Question

Triangle RST is translated along the indicated vector to create the image R'S'T'. What are the coordinates of the vertices of the image?If R and R' are connected with a straight line, the line segment RR' would measure_____units

Answer 1

(a)R'(5,5), S'(9.2) and T'(4,2)

(b)5 units.

Step-by-step explanation:

The indicated vector shows a translation of 4 units down and 3 units right.
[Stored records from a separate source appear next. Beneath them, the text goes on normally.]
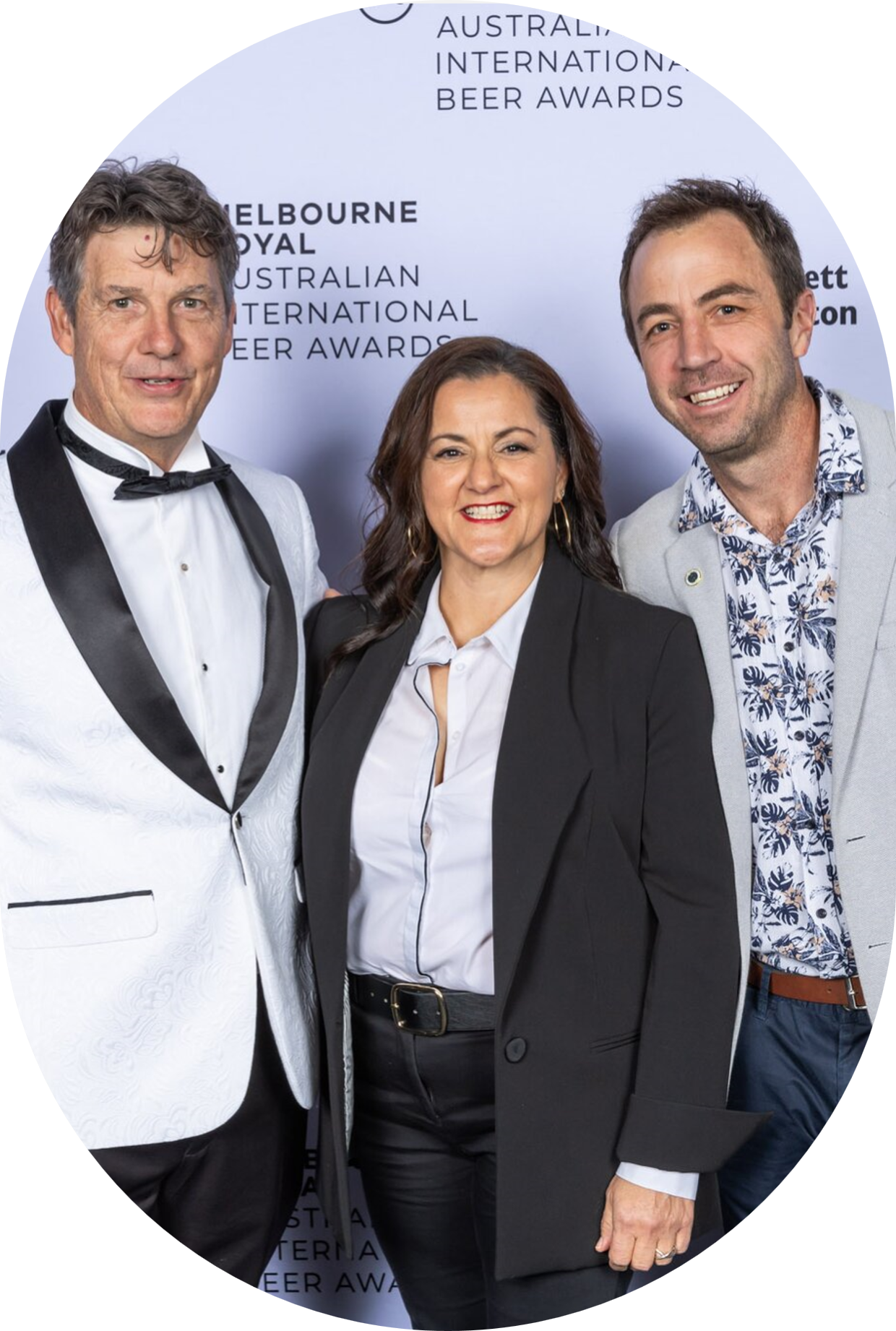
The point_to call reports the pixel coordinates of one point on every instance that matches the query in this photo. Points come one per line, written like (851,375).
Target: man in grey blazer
(779,542)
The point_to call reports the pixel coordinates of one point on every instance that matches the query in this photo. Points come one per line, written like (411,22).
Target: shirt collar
(192,458)
(839,470)
(434,639)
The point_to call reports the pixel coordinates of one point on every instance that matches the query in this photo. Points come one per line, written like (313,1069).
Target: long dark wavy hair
(401,546)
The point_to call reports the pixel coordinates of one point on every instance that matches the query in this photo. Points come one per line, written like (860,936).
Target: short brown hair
(690,200)
(159,194)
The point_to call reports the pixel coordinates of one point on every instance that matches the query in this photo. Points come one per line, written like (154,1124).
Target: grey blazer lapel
(695,578)
(867,558)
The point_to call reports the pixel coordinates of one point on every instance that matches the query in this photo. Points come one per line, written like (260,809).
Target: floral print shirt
(782,603)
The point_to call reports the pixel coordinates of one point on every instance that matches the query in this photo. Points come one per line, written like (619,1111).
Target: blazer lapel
(542,763)
(695,578)
(340,739)
(867,558)
(82,583)
(281,634)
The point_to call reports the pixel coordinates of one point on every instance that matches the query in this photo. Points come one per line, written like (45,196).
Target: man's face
(720,363)
(148,345)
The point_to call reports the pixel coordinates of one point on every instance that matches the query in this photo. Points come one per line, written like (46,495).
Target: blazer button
(515,1049)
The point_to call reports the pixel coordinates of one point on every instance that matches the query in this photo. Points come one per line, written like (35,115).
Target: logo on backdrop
(298,298)
(387,12)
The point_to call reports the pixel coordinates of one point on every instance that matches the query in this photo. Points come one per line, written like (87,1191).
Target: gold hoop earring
(414,553)
(566,522)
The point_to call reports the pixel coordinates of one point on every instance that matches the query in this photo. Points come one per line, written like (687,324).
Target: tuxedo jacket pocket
(627,1037)
(79,921)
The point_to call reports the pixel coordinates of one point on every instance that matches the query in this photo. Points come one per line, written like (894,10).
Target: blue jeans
(794,1059)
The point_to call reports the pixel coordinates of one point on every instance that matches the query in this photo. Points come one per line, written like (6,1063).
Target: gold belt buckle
(406,986)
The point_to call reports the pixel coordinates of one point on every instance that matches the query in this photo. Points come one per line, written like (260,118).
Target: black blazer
(616,939)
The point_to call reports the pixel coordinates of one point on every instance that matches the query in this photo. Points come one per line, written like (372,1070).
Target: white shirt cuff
(660,1179)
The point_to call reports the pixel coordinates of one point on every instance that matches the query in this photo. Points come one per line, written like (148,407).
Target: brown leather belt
(845,994)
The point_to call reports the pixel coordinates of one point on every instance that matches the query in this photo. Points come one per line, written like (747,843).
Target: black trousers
(425,1142)
(227,1194)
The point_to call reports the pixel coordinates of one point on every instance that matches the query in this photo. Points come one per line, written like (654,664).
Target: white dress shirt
(192,590)
(421,853)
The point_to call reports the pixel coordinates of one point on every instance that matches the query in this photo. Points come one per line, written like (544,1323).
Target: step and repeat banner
(406,173)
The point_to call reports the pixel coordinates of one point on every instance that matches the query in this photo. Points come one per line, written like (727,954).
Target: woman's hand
(638,1225)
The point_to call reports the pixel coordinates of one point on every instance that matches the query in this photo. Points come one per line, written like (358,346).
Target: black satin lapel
(281,634)
(542,763)
(82,583)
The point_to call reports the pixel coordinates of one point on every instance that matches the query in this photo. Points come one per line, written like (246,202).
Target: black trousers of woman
(425,1142)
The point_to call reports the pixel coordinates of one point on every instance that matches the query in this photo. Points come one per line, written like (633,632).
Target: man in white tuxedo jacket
(151,741)
(780,543)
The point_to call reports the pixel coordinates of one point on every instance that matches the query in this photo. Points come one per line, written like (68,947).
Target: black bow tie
(136,483)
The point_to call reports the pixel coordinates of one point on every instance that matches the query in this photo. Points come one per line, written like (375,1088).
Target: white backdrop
(461,168)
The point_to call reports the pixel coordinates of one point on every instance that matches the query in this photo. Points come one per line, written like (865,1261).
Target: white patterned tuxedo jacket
(139,910)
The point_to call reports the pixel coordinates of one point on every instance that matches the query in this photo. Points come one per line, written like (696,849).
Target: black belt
(422,1009)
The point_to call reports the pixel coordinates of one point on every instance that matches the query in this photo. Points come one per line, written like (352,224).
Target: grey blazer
(655,558)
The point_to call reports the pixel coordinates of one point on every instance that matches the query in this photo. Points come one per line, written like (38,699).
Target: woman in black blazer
(548,828)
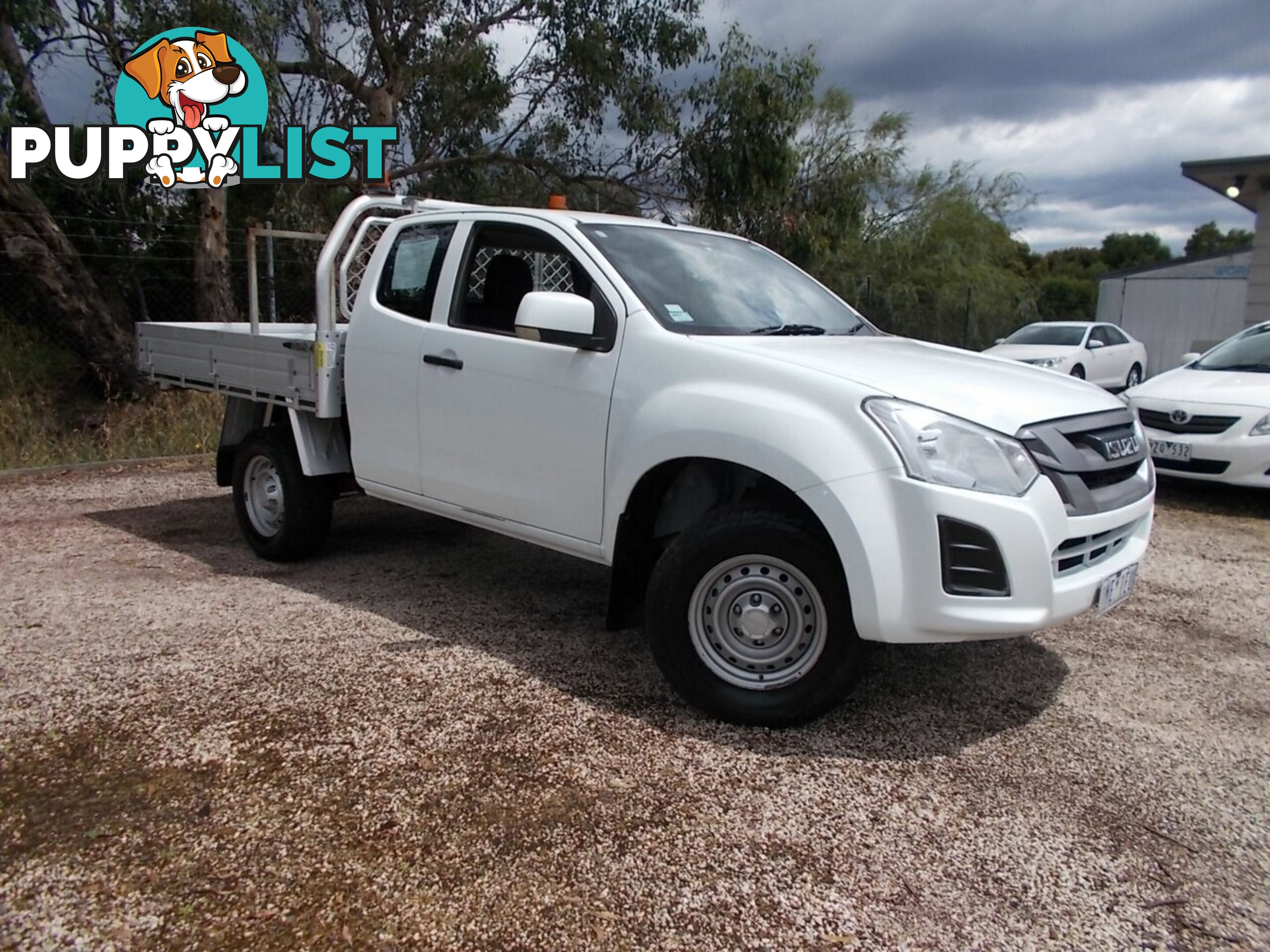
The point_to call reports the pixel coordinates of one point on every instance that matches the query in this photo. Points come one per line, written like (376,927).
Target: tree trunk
(58,292)
(213,298)
(26,96)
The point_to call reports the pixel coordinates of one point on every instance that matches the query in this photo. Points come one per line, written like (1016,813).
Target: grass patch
(46,418)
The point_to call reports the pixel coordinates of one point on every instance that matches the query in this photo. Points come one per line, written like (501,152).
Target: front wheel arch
(637,547)
(721,564)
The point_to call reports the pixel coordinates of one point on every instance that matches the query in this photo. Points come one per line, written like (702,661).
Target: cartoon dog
(190,75)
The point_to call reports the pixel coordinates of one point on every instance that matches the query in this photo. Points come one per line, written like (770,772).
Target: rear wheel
(284,514)
(748,619)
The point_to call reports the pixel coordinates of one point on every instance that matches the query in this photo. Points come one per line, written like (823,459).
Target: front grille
(1208,468)
(971,560)
(1072,454)
(1161,420)
(1085,551)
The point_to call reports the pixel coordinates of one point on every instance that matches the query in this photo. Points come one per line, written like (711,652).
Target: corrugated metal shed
(1178,306)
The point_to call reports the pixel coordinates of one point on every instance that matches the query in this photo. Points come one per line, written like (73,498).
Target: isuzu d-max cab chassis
(771,479)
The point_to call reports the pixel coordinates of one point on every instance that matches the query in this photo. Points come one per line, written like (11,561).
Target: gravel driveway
(426,739)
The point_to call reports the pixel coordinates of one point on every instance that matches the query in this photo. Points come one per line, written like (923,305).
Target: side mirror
(568,319)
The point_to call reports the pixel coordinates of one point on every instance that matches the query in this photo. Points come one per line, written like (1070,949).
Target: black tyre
(750,620)
(285,514)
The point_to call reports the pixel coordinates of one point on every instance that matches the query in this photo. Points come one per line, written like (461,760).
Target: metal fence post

From the graph, the vertices of triangle RST are:

R(2,9), S(6, 6) and T(1,6)

(a)The coordinates of the vertices of the image will then be:

`\begin{gathered} R^(\prime)=(2+3,9-4)=(5,5) \\ S^(\prime)=(6+3,6-4)=(9,2) \\ T^(\prime)=(1+3,6-4)=(4,2) \end{gathered}`

(b)If R and R' are connected with a straight line

The length of the line segment RR' will be the distance between R(2,9) and R'(5,5).

Using the distance formula, we have:

`\begin{gathered} Distance=√((x_2-x_1)^2+(y_2-y_1)^2) \\ =\sqrt[]{(2-5)^2+(9-5)^2} \\ =\sqrt[]{(-3)^2+(4)^2} \\ =\sqrt[]{25} \\ =5\text{ units} \end{gathered}`

The line segment RR' would measure 5 units.